Risk Factors for Multidrug-Resistant Pathogens in Pneumonia

Multidrug-resistant pathogens were present in 59.8% of episodes; the most common being Pseudomonas aeruginosa.
Multidrug-resistant pathogens were present in 59.8% of episodes; the most common being Pseudomonas aeruginosa.
This article is part of MPR's coverage of CHEST 2018 meeting, taking place in San Antonio, TX. Our on-site staff will be reporting on the latest breaking research and clinical advances in infectious diseases. Check back regularly for highlights from CHEST 2018 meeting.

SAN ANTONIO — Previous antibiotic use and intensive care unit mechanical invasive ventilation were risk factors for multidrug-resistant pathogens in patients with either hospital-associated pneumonia or ventilator-associated pneumonia, according to a study presented at the CHEST Annual Meeting October 6 through October10, 2018, in San Antonio, Texas.

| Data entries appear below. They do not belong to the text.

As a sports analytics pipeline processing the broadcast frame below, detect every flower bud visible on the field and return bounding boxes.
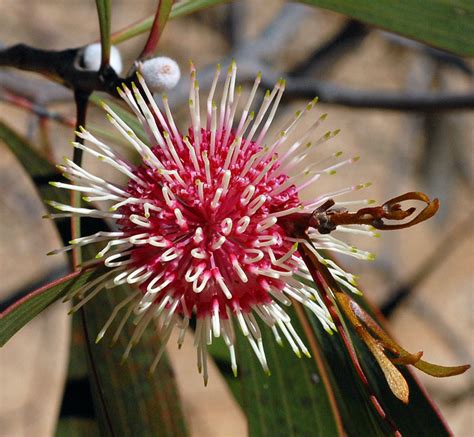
[82,42,122,74]
[139,56,181,92]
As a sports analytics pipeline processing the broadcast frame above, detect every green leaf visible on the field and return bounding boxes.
[0,122,186,436]
[55,417,100,437]
[112,0,229,44]
[0,269,97,346]
[95,0,112,67]
[299,0,474,56]
[238,308,342,437]
[83,287,187,437]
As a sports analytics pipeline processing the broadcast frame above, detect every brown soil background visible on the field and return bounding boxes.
[0,0,474,437]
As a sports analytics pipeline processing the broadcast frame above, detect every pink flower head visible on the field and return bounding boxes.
[48,63,374,381]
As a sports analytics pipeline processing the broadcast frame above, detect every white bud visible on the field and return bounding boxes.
[82,42,122,74]
[139,56,181,93]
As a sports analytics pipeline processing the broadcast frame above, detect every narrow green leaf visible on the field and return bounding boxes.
[90,94,148,142]
[112,0,229,44]
[0,122,186,436]
[95,0,112,67]
[139,0,174,58]
[238,308,343,437]
[0,269,97,346]
[299,0,474,56]
[79,287,187,437]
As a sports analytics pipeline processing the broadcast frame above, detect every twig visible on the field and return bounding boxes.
[0,44,128,97]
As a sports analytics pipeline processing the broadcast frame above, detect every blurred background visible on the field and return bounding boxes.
[0,0,474,437]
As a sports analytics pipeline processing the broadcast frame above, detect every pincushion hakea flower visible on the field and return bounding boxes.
[47,63,462,388]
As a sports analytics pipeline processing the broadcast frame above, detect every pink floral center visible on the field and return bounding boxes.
[119,129,300,318]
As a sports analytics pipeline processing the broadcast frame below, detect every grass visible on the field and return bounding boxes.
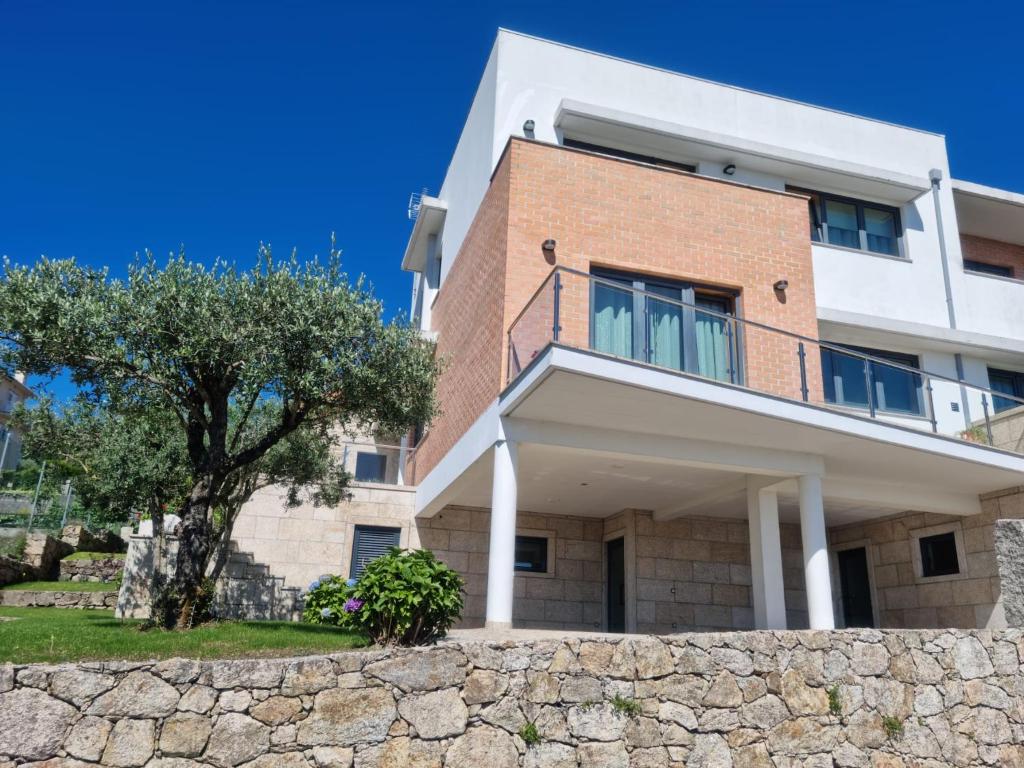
[0,607,367,664]
[0,582,118,592]
[63,552,125,560]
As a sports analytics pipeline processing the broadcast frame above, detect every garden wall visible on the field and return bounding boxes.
[0,630,1024,768]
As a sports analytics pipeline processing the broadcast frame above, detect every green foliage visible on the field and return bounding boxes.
[519,723,541,746]
[882,715,903,739]
[609,693,641,718]
[826,685,843,717]
[303,547,464,645]
[0,243,437,621]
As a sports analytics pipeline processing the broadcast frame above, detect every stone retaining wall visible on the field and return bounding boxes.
[0,590,118,608]
[60,554,125,583]
[0,630,1024,768]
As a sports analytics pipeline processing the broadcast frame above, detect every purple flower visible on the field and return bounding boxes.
[343,597,362,613]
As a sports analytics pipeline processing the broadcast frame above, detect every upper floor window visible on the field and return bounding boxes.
[821,345,925,416]
[562,137,697,173]
[964,259,1014,278]
[988,368,1024,413]
[797,189,903,256]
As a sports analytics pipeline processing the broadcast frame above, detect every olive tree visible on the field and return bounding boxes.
[0,247,437,624]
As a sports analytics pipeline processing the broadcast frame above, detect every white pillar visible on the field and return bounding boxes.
[486,439,517,629]
[799,475,836,630]
[746,478,786,630]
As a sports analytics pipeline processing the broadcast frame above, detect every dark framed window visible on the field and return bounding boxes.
[794,188,903,256]
[515,536,548,573]
[590,269,742,384]
[355,451,387,482]
[562,137,697,173]
[964,259,1014,278]
[348,525,401,579]
[918,530,959,578]
[988,368,1024,413]
[821,344,925,416]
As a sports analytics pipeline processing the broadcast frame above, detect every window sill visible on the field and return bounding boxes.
[964,269,1024,286]
[811,240,913,264]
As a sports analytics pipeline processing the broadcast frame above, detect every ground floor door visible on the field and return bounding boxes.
[836,547,874,627]
[605,539,626,632]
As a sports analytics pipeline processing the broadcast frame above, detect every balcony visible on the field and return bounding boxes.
[507,267,1024,455]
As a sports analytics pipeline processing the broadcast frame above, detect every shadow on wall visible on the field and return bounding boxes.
[115,536,302,622]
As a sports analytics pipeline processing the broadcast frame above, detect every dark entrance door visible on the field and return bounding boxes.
[837,547,874,627]
[606,539,626,632]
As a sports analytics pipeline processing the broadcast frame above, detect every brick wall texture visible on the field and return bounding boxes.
[415,139,821,482]
[961,234,1024,280]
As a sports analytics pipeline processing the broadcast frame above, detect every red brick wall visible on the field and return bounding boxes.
[505,139,821,401]
[410,163,509,483]
[413,139,821,482]
[961,234,1024,280]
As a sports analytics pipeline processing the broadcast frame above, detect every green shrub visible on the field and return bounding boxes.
[519,723,541,746]
[303,547,463,645]
[611,693,640,718]
[826,685,843,716]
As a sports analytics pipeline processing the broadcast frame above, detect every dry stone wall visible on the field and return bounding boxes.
[0,630,1024,768]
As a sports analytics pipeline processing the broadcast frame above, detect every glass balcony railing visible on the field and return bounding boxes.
[508,267,1024,454]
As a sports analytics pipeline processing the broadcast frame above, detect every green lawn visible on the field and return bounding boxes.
[63,552,125,560]
[0,607,367,664]
[0,582,118,592]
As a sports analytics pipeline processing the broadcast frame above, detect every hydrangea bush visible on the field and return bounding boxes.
[303,547,464,645]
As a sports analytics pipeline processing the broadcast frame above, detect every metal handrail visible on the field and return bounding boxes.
[509,266,1024,406]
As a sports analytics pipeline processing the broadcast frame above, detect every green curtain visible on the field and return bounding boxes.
[647,298,683,371]
[695,299,729,381]
[594,283,633,357]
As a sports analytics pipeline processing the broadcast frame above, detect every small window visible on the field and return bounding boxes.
[562,138,697,173]
[515,536,548,573]
[918,530,959,579]
[964,259,1014,278]
[793,188,903,256]
[355,452,387,482]
[348,525,401,579]
[988,368,1024,413]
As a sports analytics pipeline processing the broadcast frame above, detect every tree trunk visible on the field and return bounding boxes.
[174,476,214,628]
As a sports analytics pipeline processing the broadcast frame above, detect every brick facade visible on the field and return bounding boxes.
[961,234,1024,280]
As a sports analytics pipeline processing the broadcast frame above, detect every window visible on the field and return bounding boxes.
[988,368,1024,413]
[821,345,925,416]
[515,536,548,573]
[918,530,959,579]
[794,189,903,256]
[355,451,387,482]
[348,525,401,579]
[562,138,697,173]
[591,270,741,383]
[964,259,1014,278]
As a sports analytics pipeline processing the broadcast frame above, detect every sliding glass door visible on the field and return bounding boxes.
[591,271,738,382]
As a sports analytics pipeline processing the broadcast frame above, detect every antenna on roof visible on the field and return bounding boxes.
[409,186,428,221]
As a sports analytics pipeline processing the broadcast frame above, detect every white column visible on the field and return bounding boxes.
[486,439,517,629]
[746,478,786,630]
[799,475,836,630]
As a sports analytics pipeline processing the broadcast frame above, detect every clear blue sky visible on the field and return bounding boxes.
[0,0,1024,403]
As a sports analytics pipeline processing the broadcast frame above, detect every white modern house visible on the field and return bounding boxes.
[236,31,1024,633]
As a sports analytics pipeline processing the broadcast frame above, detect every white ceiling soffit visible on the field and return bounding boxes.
[401,195,447,272]
[952,179,1024,245]
[555,99,931,204]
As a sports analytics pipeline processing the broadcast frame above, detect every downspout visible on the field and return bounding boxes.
[928,168,971,429]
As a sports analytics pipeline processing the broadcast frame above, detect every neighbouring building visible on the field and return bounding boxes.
[0,373,35,471]
[228,31,1024,633]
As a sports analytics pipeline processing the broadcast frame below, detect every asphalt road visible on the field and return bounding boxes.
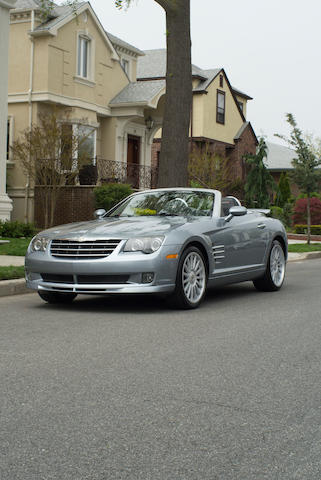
[0,260,321,480]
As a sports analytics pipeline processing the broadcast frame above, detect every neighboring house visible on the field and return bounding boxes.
[137,49,257,180]
[0,0,15,220]
[7,0,257,221]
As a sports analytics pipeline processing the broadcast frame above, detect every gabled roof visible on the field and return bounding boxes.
[24,0,119,60]
[137,48,207,80]
[232,87,253,100]
[110,80,166,106]
[193,68,222,92]
[106,32,145,56]
[137,48,253,100]
[14,0,41,10]
[266,142,296,172]
[234,121,259,145]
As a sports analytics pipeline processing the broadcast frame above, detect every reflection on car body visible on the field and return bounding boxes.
[25,188,287,308]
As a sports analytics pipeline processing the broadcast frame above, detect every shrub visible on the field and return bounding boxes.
[271,207,283,222]
[94,183,133,212]
[294,225,321,235]
[271,203,292,227]
[0,221,37,238]
[293,197,321,225]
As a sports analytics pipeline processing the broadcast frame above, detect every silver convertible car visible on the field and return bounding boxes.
[25,188,287,309]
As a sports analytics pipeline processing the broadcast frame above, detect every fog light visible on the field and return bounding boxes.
[142,272,154,283]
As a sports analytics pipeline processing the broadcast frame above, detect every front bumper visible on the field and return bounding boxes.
[25,245,179,294]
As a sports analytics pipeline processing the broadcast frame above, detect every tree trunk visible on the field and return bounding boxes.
[307,195,311,244]
[156,0,192,187]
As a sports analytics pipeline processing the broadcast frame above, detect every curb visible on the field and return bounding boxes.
[0,278,34,297]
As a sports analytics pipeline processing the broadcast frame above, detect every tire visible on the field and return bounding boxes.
[169,246,208,310]
[253,240,285,292]
[38,292,77,304]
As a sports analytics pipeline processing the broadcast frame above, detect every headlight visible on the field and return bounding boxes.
[30,235,50,252]
[124,237,164,253]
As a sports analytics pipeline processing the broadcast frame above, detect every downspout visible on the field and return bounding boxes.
[24,10,35,223]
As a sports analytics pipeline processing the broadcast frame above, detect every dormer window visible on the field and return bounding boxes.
[216,90,225,124]
[77,35,91,78]
[121,58,129,75]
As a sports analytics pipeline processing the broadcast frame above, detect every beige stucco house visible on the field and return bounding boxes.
[0,0,15,220]
[7,0,256,225]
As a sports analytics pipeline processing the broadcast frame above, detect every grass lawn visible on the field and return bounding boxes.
[289,243,321,253]
[0,237,31,256]
[0,267,25,280]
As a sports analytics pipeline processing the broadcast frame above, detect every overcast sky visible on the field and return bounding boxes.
[91,0,321,143]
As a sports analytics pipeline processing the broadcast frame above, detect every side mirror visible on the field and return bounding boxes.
[225,205,247,222]
[94,208,106,219]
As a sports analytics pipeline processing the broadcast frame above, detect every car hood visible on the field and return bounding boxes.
[43,217,190,240]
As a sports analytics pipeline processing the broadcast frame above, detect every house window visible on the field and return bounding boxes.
[121,58,129,75]
[77,35,91,78]
[216,90,225,124]
[60,123,96,171]
[77,125,96,165]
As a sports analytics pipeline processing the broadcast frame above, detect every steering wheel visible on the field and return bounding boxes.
[168,197,188,208]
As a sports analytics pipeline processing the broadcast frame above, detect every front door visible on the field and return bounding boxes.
[127,135,140,188]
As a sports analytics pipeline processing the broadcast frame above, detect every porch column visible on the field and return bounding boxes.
[0,0,16,220]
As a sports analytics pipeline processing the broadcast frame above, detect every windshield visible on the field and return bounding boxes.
[108,190,214,217]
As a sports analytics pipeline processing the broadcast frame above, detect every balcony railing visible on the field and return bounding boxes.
[97,158,158,189]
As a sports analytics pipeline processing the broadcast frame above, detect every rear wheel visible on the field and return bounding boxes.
[38,292,77,303]
[253,240,285,292]
[170,246,207,309]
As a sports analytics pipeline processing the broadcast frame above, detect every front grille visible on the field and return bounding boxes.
[50,239,120,260]
[41,273,129,285]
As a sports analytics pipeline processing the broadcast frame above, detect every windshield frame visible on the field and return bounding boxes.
[103,187,222,219]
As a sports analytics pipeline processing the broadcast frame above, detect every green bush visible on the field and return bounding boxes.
[0,221,37,238]
[271,203,292,227]
[94,183,133,212]
[294,225,321,235]
[271,207,283,222]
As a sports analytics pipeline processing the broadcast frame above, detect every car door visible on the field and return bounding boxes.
[211,203,269,276]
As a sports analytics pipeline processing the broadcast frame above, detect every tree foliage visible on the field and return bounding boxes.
[276,113,321,243]
[11,109,91,228]
[244,138,275,208]
[275,172,291,208]
[188,145,243,196]
[293,197,321,225]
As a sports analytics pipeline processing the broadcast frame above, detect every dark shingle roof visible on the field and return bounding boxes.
[14,0,40,10]
[110,80,166,105]
[137,48,207,80]
[106,32,145,55]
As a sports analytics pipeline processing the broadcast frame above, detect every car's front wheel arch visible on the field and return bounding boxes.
[273,235,287,259]
[180,240,210,276]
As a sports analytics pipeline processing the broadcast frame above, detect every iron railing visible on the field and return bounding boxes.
[97,158,158,189]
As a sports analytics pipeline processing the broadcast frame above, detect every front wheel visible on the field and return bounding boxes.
[38,292,77,303]
[170,246,207,309]
[253,240,285,292]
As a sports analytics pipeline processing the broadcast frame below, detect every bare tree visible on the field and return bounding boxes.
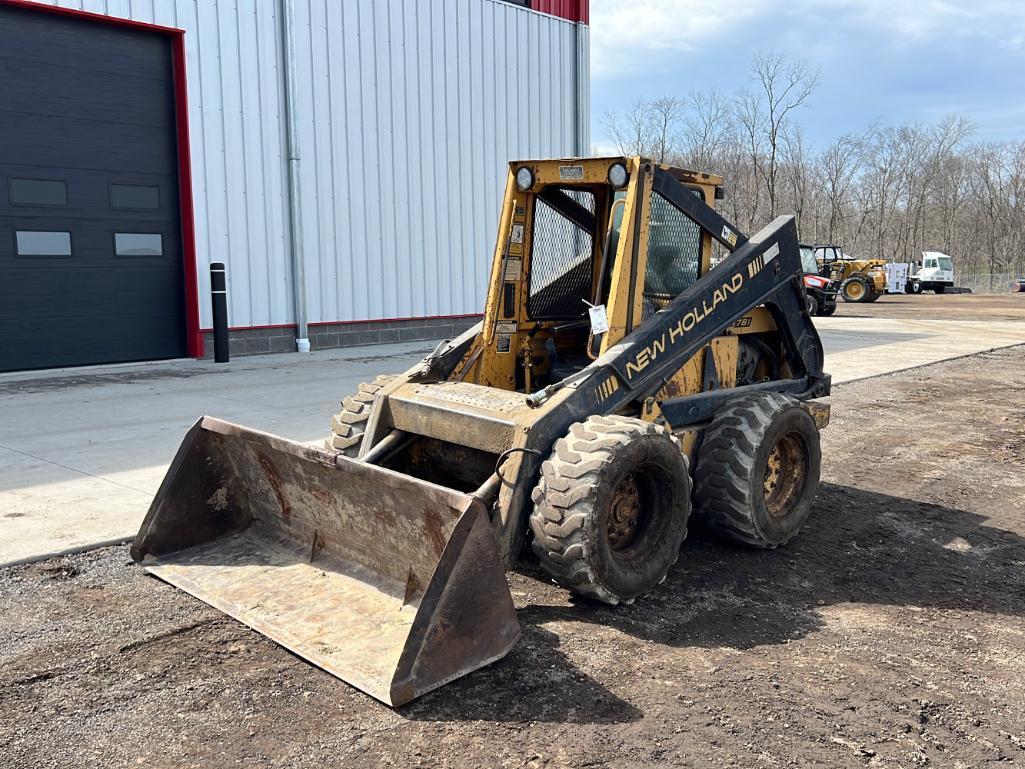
[738,52,819,218]
[602,54,1025,288]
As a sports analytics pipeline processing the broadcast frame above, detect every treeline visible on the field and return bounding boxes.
[602,54,1025,282]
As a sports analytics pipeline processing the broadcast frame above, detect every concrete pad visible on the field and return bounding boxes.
[0,341,436,565]
[815,317,1025,385]
[0,317,1025,565]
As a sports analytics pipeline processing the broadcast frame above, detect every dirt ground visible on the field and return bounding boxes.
[835,293,1025,320]
[0,348,1025,769]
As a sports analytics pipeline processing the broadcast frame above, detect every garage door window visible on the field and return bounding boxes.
[114,233,164,256]
[111,185,160,211]
[14,230,71,256]
[10,178,68,208]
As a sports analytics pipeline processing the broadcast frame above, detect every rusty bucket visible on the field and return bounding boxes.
[132,416,520,706]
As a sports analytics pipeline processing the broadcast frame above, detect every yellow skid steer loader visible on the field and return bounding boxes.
[132,157,829,705]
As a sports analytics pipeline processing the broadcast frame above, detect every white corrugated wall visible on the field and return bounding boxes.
[28,0,589,327]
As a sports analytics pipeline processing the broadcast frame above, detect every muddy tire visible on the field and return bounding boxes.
[530,416,691,604]
[839,275,871,305]
[694,393,822,548]
[324,376,395,458]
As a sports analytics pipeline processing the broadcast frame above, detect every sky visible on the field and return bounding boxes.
[590,0,1025,150]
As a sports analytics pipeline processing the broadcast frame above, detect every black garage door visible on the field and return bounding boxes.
[0,5,186,371]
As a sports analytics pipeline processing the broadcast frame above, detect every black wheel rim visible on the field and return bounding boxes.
[763,433,808,518]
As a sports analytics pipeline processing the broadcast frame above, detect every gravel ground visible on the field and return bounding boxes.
[0,348,1025,769]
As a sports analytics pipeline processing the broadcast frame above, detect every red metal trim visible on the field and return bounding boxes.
[200,313,484,333]
[171,32,203,358]
[0,0,203,358]
[530,0,590,24]
[0,0,185,35]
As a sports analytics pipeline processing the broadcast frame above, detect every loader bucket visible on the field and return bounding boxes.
[132,416,520,706]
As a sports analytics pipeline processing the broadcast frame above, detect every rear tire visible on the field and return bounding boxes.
[324,375,395,459]
[530,416,691,604]
[839,275,871,305]
[694,393,822,548]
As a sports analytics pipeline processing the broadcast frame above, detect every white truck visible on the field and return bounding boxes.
[905,251,954,293]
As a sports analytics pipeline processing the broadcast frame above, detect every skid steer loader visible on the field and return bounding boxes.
[132,157,829,705]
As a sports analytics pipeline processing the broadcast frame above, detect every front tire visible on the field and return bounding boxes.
[839,275,871,305]
[530,416,691,604]
[694,393,822,548]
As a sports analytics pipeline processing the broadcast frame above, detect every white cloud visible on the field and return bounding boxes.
[590,0,1025,78]
[590,0,771,77]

Alizamin Sadigov, MD, FCCP, conducted the retrospective study, analyzing patients with pneumonia at the Hospital Clinic of the Medical University of Baku for multidrug-resistant pathogens. Data on sputum and tracheobronchial aspiration, blood cultures, comorbidities, and mortality, was documented.

Of the 132 patients included, 74 were men (mean age, 62.2 years), and 89 had hospital-associated pneumonia. Multidrug-resistant pathogens were present in 59.8% of episodes, with the most common being Pseudomonas aeruginosa (40.5%). Patients with hospital-associated pneumonia were more likely to have Pseudomonas aeruginosa (22.5%), while patients with ventilator-associated pneumonia were more likely to have Acinetobacter baumannii (37.2%).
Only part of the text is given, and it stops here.